According to columnist Rubén Amón, “the occurrence of so many judicial processes in so many different areas gives the impression that Spain itself is going on trial […] as if an epidemic were spreading.”
But of all these cases, the one that seems to draw the most unified outrage is that of Rato and the bankers. While the PP has continued to win general elections, the monarchy maintains a reasonable level of popularity and Messi remains a goalscoring idol, there is no hint of any such let-off for those associated with the banking crisis of half a decade ago. The freewheeling notion that Spaniards tolerate corruption comes grinding to a halt when the words “Bankia” or “NovaCaixaGalicia” are mentioned (five former executives of the latter bank were jailed in January, setting an eagerly awaited precedent).
A recent poll by Metroscopia showed that of Spain’s economic- and labour-related institutions, the financial system was by far the least trusted, with a 15-percent approval rate
The irony is that of all the recent corruption scandals, the Bankia credit card one was relatively small beer. The trial of Rato and company looked at how 12.5 million was misspent (Bankia is worth over 200 billion in assets), of which the former chairman spent just under 100,000.

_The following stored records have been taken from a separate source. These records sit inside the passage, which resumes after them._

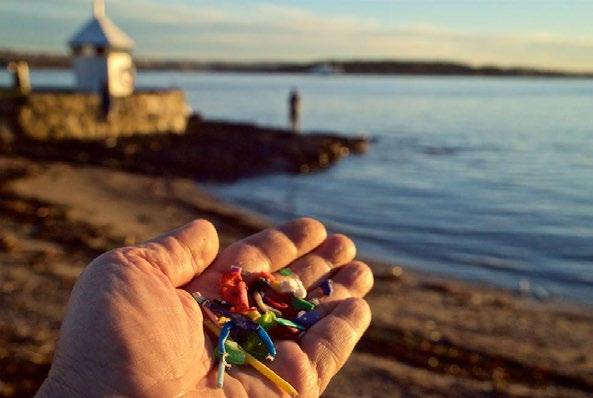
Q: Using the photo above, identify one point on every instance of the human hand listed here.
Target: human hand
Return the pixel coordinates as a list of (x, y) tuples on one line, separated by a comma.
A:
[(132, 328)]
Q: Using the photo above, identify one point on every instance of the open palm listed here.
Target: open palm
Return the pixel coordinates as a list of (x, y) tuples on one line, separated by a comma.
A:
[(133, 329)]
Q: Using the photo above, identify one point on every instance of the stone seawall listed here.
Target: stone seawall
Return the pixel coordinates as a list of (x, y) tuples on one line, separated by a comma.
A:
[(213, 150), (62, 115)]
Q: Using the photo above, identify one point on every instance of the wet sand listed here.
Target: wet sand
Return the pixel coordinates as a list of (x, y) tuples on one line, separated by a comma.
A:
[(430, 337)]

Rato, it should be pointed out, also faces another probe into his handling of the disastrous public listing of Bankia, which impoverished many Spaniards; and his bank was one of many that sold customers a complex and ultimately unprofitable financial product called “preferential shares”.
Punishing Rato and others responsible for such injustices is, of course, crucial from a legal and moral point of view. But when it comes to restoring credibility, it is the banks, not the justice system, that face the really hard work now, such as helping Spaniards gain access to the housing market, improving profitability without cutting corners and generally rebuilding the trust that was demolished by an era of scandals.